More from UB: State-by-state colleges requiring vaccines
Three public universities—Arizona State, Northern Arizona and the University of Arizona—however, managed to get around the facial covering restriction by mandating them for all students in public indoor settings where distancing cannot be achieved, not solely those who were unvaccinated or vaccinated. The same has been done with testing on campuses, despite Ducey’s call to “only require testing due to a significant COVID-19 outbreak in a shared student housing setting that poses a risk to students or staff.” But when it comes to vaccines, there has been hesitancy to try to install requirements, with leaders forced to strongly encourage them.
Similarly, public colleges and universities in South Carolina fought to install mask mandates and got the backing of the state’s Supreme Court. But none have challenged the ban on vaccines. In both states, less than a handful have implemented vaccine requirements—the public tribal institution Diné College and private Prescott College in Arizona, and privates Furman University and Wofford College in South Carolina. More than 1,000 institutions have vaccine mandates in place but most are in states that do not have restrictions.
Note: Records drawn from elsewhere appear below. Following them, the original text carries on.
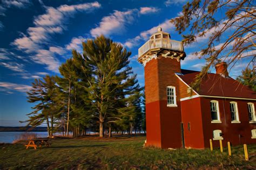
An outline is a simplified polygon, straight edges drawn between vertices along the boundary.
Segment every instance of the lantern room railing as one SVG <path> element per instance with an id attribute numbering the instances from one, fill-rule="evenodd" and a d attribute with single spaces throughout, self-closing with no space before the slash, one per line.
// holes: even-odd
<path id="1" fill-rule="evenodd" d="M 167 38 L 150 39 L 139 49 L 139 57 L 150 50 L 163 48 L 174 51 L 183 51 L 183 45 L 181 42 Z"/>

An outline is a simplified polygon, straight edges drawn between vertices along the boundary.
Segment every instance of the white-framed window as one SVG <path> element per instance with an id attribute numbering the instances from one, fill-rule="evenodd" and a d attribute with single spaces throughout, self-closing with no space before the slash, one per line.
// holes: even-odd
<path id="1" fill-rule="evenodd" d="M 174 86 L 167 86 L 167 106 L 169 107 L 177 106 L 176 103 L 176 91 Z"/>
<path id="2" fill-rule="evenodd" d="M 239 116 L 238 115 L 238 109 L 237 107 L 237 103 L 231 101 L 230 103 L 230 113 L 231 113 L 231 123 L 240 123 Z"/>
<path id="3" fill-rule="evenodd" d="M 256 139 L 256 130 L 252 130 L 252 138 Z"/>
<path id="4" fill-rule="evenodd" d="M 219 102 L 217 100 L 211 100 L 211 117 L 212 123 L 221 123 L 220 118 Z"/>
<path id="5" fill-rule="evenodd" d="M 223 140 L 222 137 L 222 132 L 221 130 L 214 130 L 213 133 L 213 140 Z"/>
<path id="6" fill-rule="evenodd" d="M 248 113 L 249 114 L 249 120 L 250 123 L 256 123 L 256 117 L 255 115 L 254 104 L 252 103 L 247 103 Z"/>

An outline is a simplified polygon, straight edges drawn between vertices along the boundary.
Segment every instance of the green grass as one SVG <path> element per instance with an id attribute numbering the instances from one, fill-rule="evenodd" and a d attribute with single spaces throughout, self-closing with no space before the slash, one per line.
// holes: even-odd
<path id="1" fill-rule="evenodd" d="M 22 144 L 0 146 L 0 169 L 186 169 L 256 168 L 256 145 L 248 145 L 248 161 L 242 146 L 232 147 L 232 157 L 215 149 L 175 151 L 143 148 L 145 138 L 111 139 L 85 137 L 55 139 L 50 147 L 26 149 Z"/>

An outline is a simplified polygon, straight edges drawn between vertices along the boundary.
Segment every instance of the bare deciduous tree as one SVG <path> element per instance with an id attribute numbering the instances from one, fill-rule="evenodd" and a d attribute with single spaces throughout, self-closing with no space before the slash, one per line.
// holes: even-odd
<path id="1" fill-rule="evenodd" d="M 246 69 L 250 68 L 245 70 L 255 73 L 255 6 L 253 0 L 193 0 L 183 6 L 179 17 L 171 20 L 179 33 L 188 31 L 183 35 L 185 45 L 208 37 L 206 45 L 194 53 L 206 60 L 191 85 L 194 89 L 199 89 L 209 69 L 221 60 L 230 69 L 242 60 Z"/>

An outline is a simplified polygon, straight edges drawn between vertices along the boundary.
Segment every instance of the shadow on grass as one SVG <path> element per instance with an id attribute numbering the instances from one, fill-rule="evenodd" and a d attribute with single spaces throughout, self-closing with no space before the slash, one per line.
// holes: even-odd
<path id="1" fill-rule="evenodd" d="M 74 148 L 78 147 L 92 147 L 99 146 L 106 146 L 107 145 L 67 145 L 50 146 L 49 148 Z"/>

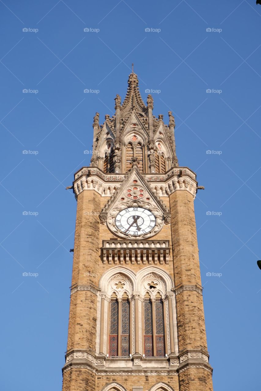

A quick look at the data shows case numbers at various public universities in Arizona:
- The University of Arizona has had 108 positive COVID-19 cases in the past 10 days and more than 540 since the beginning of August. Still, that is only 1.8% of the total tests conducted. The university notes that more than 30,000 have uploaded proof of being vaccinated.
- At Arizona State University, there were 10 positive cases in the past week and around 900 positive tests (faculty and students) since Aug. 1. As for known cases, ASU notes there are 195 among more than 77,000 students (a 0.25% rate) and 31 among faculty (0.14%). ASU has tested nearly 60% of its population on campus since the start of August.
- Northern Arizona University currently has 107 positive cases among its on- and off-campus students. In its weekly reporting from Sept 12., there were 217 positive tests, or 6.3% of overall tests done.